In addition to drug therapy, smoking cessation, patient training, rehabilitation and lung sports are other important measures.
All the above points are designed to make your lungs as strong and resistant as possible. You can ensure that you don't catch any germs in everyday life by maintaining appropriate hygiene and washing your hands.
If you repeatedly suffer from exacerbations, ask your doctor. Check together whether your current medications are enough, whether you are taking your sprays correctly and whether you have all necessary vaccinations.
How does osteoporosis develop in patients with COPD?
In people with COPD, bone loss and osteoporosis occur more frequently. A weak bone structure is furthermore a risk factor for spontaneous bone fractures.
With age, bone degradation and osteoporosis increase. Whereas 5-10% of sixty-year-old men and women suffer from osteoporosis, this number increases to 15-35% for eighty-year-old men. In patients with COPD, the number is even higher and reaches values up to 30-70%. Different disease-related mechanisms lead to increased bone resorption.
In early stages, physicians speak of osteopenia ("too little bone"). If processes of bone loss progress, bone atrophy and osteoporosis, become more pronounced. Bone fractures due to light falls can cause problems.
Increased bone loss
People with COPD often find it difficult to exercise physically. Dyspnoea, low appetite and loss of strength are leading causes. Additionally, low body weight and weak muscles lead to only little tension on the bone structure, which usually triggers bone construction and remodelling. This furthermore leads to increase bone destruction.
Chronic inflammatory processes as seen in COPD, smoking and cortisone pills also inhibit bone formation. The negative effect of cortisone pills, however, has not been proven for cortisone lung sprays, that mainly act locally in the lungs and are only absorbed to a very small extent.

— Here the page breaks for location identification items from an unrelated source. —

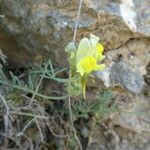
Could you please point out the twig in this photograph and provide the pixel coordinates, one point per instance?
(30, 115)
(40, 130)
(69, 99)
(7, 115)
(77, 21)
(2, 16)
(38, 86)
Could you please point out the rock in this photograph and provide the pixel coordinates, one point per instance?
(126, 66)
(31, 31)
(120, 74)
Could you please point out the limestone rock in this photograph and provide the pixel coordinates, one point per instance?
(31, 30)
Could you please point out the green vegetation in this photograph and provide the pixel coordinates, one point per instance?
(37, 100)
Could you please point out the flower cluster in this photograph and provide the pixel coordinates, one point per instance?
(89, 53)
(85, 59)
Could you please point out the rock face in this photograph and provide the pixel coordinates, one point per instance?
(34, 30)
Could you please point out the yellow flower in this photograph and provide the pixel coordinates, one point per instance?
(100, 50)
(87, 65)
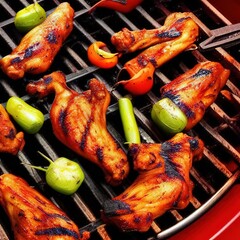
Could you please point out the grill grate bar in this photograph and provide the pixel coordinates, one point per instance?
(75, 64)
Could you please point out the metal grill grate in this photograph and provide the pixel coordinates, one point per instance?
(219, 129)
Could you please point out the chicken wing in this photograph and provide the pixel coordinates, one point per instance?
(194, 91)
(32, 216)
(79, 122)
(163, 183)
(38, 47)
(178, 34)
(131, 41)
(10, 141)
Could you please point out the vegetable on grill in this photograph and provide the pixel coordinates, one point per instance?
(29, 118)
(129, 123)
(29, 17)
(100, 57)
(63, 175)
(168, 116)
(141, 82)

Exercise, calcium and vitamin D3
Physical functional training and balanced diet are very important to counteract the development of osteoporosis in COPD. A normal body weight is desirable, as it promotes bone formation. For smokers, a nicotine stop is unavoidable! Cigarettes not only worsen COPD, but also the accompanying osteoporosis.
People with COPD also need sufficient intake of vitamin D3 and calcium which can be taken with food or as pills. Calcium is built into the bone structure; vitamin D3 promotes the absorption of calcium from the intestine and again its incorporation into the skeleton. 1000-1500 mg calcium and 800-1000 units (I.E.) vitamin D3 should be supplied daily.
Medication against osteoporosis
Depending on the severity of osteoporosis, medication may be necessary. Doctors often prescribe so-called bisphosphonates such as Fosamax® and Actonel® or combinations with calcium and/or vitamin D3. Bisphosphonates work by inhibiting bone-degrading cells (osteoclasts). They can be administered in tablet form, as injections or infusions. Depending on the medication, they are taken daily, weekly or once a month.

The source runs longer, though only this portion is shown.